Véritable roman coup-de-poing publié en 1993, Trainspotting a été adapté pour le théâtre dès l’année suivante par Harry Gibson, avant de l’être pour le cinéma par Danny Boyle en 1996, film dur et poignant qui a révélé l’acteur Ewan McGregor.

La production que l’on peut voir au Prospero nous vient de Québec. La pièce, qui a d’abord été créée au Théâtre Premier Acte en 2013, et reprise au Théâtre de La Bordée l’année dernière, a connu un vif succès auprès du public et s’est mérité de nombreux prix, dont celui, très mérité, de meilleure metteure en scène pour Marie-Hélène Gendreau.

Il fallait, en effet, beaucoup de cran et d’inventivité pour s’attaquer à la mise en scène d’un tel texte où l’on pénètre à son corps défendant dans l’univers cauchemardesque de cinq jeunes héroïnomanes écossais, soit gelés comme une balle soit vivant l’horreur de l’insupportable état de manque.

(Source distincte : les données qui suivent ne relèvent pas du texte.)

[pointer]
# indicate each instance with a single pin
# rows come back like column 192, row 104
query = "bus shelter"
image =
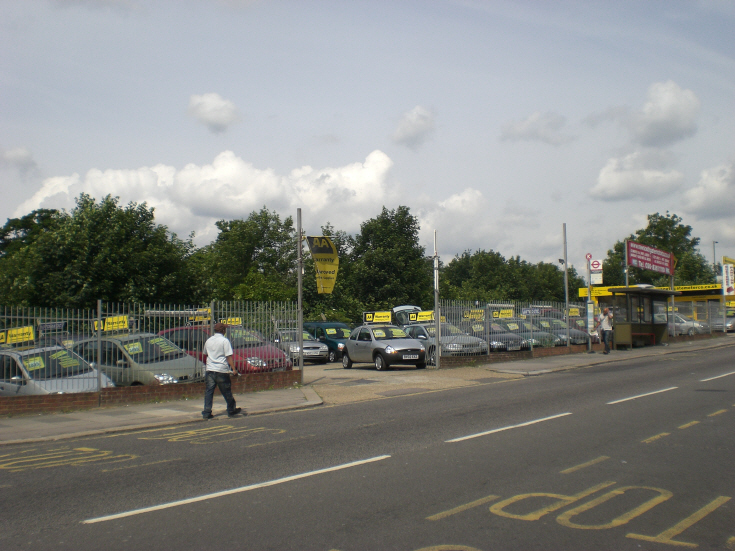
column 640, row 315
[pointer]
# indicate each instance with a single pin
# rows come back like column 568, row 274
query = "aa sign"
column 326, row 262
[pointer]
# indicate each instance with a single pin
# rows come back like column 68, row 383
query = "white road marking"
column 233, row 491
column 642, row 395
column 718, row 377
column 508, row 428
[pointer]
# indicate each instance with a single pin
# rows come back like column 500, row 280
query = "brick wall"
column 121, row 395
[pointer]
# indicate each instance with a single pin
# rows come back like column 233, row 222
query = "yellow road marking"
column 461, row 508
column 667, row 535
column 142, row 465
column 583, row 465
column 654, row 438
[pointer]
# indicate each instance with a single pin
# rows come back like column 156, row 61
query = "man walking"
column 220, row 365
column 605, row 329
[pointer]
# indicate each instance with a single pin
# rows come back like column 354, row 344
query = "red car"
column 251, row 353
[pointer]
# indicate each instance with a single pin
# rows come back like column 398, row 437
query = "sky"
column 495, row 122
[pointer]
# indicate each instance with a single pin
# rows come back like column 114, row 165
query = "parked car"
column 687, row 326
column 288, row 341
column 140, row 359
column 46, row 370
column 497, row 337
column 558, row 327
column 530, row 332
column 453, row 341
column 384, row 346
column 251, row 352
column 332, row 333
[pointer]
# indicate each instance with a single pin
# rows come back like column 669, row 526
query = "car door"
column 363, row 346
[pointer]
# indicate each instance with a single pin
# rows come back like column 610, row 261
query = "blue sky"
column 495, row 122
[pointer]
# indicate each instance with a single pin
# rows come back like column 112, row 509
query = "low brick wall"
column 123, row 395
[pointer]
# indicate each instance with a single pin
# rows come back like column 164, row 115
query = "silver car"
column 383, row 346
column 141, row 359
column 288, row 341
column 453, row 341
column 46, row 370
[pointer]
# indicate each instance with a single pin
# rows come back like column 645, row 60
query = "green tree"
column 668, row 233
column 98, row 251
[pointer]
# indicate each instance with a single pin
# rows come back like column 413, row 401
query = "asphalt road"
column 630, row 455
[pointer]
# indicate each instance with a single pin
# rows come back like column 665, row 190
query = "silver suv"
column 383, row 346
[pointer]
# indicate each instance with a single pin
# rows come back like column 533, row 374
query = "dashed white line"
column 718, row 377
column 642, row 395
column 507, row 428
column 233, row 491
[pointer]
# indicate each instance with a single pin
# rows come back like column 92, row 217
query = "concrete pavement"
column 328, row 384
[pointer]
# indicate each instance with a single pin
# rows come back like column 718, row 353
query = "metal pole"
column 99, row 348
column 300, row 314
column 566, row 285
column 437, row 310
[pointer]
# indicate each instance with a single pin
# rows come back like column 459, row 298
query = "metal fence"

Ils s’appellent Sick Boy, Mark, Begbie, Tommy et Alisson, ils sont sur le BS, ils sont jeunes et anti-sociaux mais non sans conscience sociale (terrorisme en Irlande du Nord), ils sont contestataires en même temps que victimes du système vicié qui les prive d’avenir.

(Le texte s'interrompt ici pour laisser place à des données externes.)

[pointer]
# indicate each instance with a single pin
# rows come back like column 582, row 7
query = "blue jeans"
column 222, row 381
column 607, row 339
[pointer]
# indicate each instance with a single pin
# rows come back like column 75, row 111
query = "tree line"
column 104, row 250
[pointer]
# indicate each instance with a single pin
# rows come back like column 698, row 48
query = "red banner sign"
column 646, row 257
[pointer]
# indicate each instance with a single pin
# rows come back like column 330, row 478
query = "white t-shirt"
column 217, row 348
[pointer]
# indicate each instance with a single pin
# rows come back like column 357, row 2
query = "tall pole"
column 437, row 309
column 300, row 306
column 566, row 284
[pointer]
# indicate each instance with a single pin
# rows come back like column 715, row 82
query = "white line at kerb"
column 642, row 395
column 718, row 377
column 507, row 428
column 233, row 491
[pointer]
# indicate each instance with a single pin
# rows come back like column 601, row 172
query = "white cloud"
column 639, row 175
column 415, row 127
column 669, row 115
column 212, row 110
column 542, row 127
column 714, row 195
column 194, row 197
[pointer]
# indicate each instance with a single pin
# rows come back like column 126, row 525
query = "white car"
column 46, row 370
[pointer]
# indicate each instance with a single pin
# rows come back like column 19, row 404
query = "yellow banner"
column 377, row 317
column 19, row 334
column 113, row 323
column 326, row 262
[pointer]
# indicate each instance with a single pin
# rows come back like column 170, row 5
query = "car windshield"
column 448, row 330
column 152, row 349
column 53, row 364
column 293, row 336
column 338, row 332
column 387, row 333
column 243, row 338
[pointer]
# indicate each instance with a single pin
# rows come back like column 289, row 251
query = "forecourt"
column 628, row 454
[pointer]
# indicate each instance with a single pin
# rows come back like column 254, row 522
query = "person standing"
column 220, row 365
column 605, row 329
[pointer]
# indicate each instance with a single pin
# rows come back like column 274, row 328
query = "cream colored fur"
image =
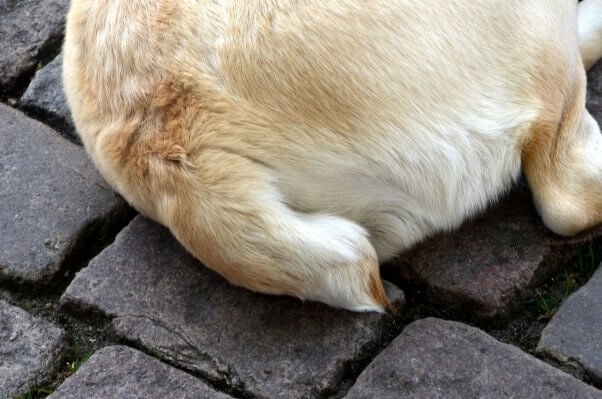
column 293, row 145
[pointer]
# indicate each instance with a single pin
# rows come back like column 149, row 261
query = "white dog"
column 293, row 145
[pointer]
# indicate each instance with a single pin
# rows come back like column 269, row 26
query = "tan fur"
column 293, row 145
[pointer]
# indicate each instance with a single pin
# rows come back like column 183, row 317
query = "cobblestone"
column 51, row 199
column 29, row 31
column 124, row 373
column 434, row 358
column 490, row 265
column 575, row 332
column 162, row 299
column 45, row 99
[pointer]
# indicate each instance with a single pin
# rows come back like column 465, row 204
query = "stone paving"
column 174, row 329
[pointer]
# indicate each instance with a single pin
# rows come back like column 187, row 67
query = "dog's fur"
column 291, row 145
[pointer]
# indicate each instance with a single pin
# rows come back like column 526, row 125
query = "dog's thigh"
column 590, row 31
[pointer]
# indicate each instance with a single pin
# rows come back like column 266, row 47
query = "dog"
column 293, row 145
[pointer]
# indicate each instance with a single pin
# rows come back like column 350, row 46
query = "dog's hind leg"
column 590, row 31
column 229, row 214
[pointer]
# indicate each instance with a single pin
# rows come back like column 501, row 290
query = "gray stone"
column 594, row 91
column 53, row 203
column 125, row 373
column 163, row 300
column 433, row 358
column 575, row 332
column 46, row 100
column 30, row 350
column 29, row 31
column 487, row 267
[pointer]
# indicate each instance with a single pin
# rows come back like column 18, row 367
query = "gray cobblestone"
column 30, row 350
column 50, row 198
column 125, row 373
column 165, row 301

Le ton est donné dès le début de la pièce :

J’ai honte d’être Écossais, on est des criss de ratés dans un pays de ratés. (…) On a été colonisés par des mange-marde. (…) On est gouvernés par des trous du cul pourris du câlisse. Pis tu sais-tu qu’est-ce que ça fait de nous? Ça fait de nous des minables! Les plus minables des minables. (…) J’haïs pas les Anglais. (…) C’est les Écossais que j’haïs. C’est nous que j’haïs.

Les cinq amis du secondaire errent dans une sorte de baraquement qui ressemble à une gare désaffectée. On y trouve, posé directement sur le plancher, un matelas avec des draps souillés (qui deviendront un cercueil), non loin d’une toilette complètement insalubre. Tout le décor est un ingénieux et imposant dispositif scénique de Jean-François Labbé, aux multiples trappes, panneaux amovibles recouverts de suie et grillages rongés par la rouille.

Les jeunes désoeuvrés parlent de sexe plus qu’ils ne le font. « Les femmes, pas moyen de vivre avec, pas moyen de vivre sans », dira l’un d’eux. Quand ce n’est pas pour s’administrer des suppositoires d’opium, ils se piquent à tour de rôle, et jettent leurs seringues sur la voie ferrée, comme pour anesthésier leur vie en totale perdition.

Les comédiens Lucien Ratio, Claude Breton-Potvin, Charles-Étienne Beaulne, Jean-Pierre Cloutier et Martin Boily sont tous excellents dans leurs rôles de junkies difficiles à rendre avec véracité. Car il y a dans ce texte des relents de William Burroughs, de Charles Bukowski, de Bernard-Marie Koltès, ou encore d’Andy Warhol avec des films comme Trash et Flesh que rendait si bien l’acteur Joe Dallesandro, dans le même climat de badtrip génial que ce Trainspotting.